Mahir Amiraslanov

Personal information
- Full name: Mahir Əmiraslanov
- Nationality: Azerbaijanian
- Born: 12 May 1997 (age 29) Gazakh, Azerbaijan
- Height: 165 cm (5 ft 5 in)
- Weight: 57 kg (126 lb)

Sport
- Sport: Sport wrestling
- Event: Freestyle
- Coached by: Askerkhan Novruzov

Medal record
Men's Freestyle Wrestling
Representing Azerbaijan
European Games
| Gold medal – first place | 2019 Minsk | 57 kg |
European Championships
| Bronze medal – third place | 2019 Bucharest | 57 kg |
Islamic Solidarity Games
| Gold medal – first place | 2017 Baku | 57 kg |
World Cup
| Bronze medal – third place | 2017 Kermanshah | 57 kg |
Ali Aliyev Memorial
| Gold medal – first place | 2017 Kaspisk | 57 kg |
Yasar Dogu Tournament
| Bronze medal – third place | 2016 Istanbul | 57 kg |
| Silver medal – second place | 2017 Istanbul | 57 kg |
Baku Golden Grand Prix
| Bronze medal – third place | 2015 Baku | 57 kg |
World Junior Championships
| Gold medal – first place | 2015 Salvador, Bahia | 55 kg |
European Junior Championships
| Bronze medal – third place | 2016 Bucharest | 55 kg |
World Cadet Championships
| Silver medal – second place | 2013 Zrenjanin | 50 kg |
| Silver medal – second place | 2014 Snina | 58 kg |
European Cadet Championships
| Bronze medal – third place | 2013 Bar, Montenegro | 50 kg |

= Mahir Amiraslanov =

Azerbaijani freestyle wrestler

Mahir Amiraslanov (Mahir Əmiraslanov, born 12 May 1997) is an Azerbaijani freestyle wrestler.
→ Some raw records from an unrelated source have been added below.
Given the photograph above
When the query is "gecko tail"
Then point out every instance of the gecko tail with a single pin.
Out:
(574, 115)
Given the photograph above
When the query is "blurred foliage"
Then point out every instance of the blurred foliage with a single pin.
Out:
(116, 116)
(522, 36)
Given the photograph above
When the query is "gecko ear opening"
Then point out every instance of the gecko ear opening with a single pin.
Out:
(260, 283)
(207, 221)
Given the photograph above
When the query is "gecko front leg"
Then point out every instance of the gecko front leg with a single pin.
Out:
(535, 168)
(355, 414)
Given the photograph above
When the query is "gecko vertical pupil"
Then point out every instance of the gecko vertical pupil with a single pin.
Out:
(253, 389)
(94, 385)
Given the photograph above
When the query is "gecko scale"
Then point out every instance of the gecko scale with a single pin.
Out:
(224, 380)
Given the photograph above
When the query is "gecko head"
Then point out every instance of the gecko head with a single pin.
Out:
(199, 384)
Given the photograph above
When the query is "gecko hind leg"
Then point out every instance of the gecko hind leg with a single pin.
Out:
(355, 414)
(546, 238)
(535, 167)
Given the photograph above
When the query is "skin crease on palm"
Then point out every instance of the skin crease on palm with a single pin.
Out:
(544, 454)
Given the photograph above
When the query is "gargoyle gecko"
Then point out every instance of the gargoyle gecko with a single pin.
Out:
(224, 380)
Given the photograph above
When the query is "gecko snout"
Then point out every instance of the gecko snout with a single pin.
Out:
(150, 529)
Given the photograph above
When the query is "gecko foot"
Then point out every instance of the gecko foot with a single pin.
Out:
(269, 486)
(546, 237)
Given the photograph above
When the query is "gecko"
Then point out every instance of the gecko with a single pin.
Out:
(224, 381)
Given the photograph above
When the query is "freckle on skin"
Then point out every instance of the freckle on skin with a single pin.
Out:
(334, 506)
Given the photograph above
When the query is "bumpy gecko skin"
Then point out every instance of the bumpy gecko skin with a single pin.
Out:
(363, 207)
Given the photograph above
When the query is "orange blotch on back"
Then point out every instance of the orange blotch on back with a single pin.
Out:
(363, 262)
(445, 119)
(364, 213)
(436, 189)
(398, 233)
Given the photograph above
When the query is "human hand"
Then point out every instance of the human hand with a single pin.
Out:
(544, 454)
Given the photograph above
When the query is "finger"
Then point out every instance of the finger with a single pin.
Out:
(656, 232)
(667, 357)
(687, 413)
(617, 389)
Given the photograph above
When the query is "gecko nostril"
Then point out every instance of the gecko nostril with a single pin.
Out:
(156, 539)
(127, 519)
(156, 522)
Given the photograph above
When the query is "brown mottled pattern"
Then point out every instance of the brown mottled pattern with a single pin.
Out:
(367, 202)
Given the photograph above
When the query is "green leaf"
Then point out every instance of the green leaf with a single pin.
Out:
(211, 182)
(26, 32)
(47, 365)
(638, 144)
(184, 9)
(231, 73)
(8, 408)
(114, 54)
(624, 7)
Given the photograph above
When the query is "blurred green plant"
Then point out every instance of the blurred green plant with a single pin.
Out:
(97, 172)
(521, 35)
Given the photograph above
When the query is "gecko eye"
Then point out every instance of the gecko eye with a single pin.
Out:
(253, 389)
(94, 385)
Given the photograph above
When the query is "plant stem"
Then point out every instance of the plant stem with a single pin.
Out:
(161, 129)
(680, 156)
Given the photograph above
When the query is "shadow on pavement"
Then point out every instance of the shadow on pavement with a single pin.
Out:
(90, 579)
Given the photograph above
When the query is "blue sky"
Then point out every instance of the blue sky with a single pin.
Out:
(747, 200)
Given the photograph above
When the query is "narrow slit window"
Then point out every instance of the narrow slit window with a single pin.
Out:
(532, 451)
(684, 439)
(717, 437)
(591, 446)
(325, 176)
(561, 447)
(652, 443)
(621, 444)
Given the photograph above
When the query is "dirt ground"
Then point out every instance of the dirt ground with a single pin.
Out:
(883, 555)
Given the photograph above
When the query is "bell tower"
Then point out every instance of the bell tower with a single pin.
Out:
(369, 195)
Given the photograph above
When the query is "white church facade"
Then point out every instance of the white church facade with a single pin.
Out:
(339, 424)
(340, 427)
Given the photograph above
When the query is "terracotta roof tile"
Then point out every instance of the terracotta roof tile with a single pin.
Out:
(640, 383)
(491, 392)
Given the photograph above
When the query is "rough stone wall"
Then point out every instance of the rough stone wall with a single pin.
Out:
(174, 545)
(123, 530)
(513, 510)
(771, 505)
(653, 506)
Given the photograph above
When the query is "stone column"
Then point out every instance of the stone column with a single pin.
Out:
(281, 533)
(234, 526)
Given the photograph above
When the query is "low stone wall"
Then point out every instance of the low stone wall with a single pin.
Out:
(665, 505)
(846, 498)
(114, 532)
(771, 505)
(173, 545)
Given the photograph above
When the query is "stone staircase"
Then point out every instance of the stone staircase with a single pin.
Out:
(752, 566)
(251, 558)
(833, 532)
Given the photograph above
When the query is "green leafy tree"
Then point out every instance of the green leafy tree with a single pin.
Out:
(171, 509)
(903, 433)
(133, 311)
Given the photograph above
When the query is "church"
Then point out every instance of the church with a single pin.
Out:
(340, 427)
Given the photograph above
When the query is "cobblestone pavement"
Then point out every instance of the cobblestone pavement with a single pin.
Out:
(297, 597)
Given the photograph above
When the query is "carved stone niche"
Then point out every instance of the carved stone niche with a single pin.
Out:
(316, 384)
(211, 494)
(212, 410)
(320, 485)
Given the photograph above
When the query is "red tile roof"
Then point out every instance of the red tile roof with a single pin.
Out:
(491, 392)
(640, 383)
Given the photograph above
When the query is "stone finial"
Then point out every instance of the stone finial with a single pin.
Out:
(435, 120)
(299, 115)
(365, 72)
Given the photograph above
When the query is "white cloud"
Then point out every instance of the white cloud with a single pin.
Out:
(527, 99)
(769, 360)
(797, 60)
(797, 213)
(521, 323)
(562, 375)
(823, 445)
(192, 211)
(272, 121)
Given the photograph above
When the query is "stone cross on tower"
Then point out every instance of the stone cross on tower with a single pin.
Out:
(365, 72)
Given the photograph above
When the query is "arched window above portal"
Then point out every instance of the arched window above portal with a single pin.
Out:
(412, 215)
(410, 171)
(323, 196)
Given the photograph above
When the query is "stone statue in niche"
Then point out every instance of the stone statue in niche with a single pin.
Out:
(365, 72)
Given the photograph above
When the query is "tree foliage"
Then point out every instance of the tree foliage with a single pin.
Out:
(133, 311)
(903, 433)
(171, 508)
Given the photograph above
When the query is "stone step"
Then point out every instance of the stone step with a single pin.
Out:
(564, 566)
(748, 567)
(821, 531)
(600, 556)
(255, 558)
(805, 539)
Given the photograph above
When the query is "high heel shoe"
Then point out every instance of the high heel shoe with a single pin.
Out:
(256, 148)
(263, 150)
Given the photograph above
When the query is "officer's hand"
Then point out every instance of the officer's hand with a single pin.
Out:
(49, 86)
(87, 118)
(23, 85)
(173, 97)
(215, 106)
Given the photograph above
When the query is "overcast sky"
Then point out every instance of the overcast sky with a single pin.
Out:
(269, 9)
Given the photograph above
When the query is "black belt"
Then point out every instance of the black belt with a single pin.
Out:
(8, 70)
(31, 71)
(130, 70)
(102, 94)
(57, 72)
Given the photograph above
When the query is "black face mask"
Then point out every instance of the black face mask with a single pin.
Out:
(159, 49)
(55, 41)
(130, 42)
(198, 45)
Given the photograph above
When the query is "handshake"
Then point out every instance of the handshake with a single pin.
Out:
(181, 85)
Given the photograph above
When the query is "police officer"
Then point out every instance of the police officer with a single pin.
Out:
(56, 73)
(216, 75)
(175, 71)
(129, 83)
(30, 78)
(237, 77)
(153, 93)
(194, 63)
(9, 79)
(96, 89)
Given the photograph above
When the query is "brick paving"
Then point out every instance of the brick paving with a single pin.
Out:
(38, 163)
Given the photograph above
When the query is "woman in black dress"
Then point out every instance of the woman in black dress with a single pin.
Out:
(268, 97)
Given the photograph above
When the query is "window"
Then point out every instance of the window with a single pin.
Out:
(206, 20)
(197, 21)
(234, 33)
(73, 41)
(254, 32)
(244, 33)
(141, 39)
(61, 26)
He competed at the 57 kg in the 2019 European Games and won the gold medal - Mahir Amiraslanov beat the 2018 World Champion Zaur Uguev of Russia 3–2 in the semifinal round and defeated Stevan Mićić of Serbia 9–1 in the final round. Amiraslanov has also claimed gold medal at the 4th Islamic Solidarity Games in Baku.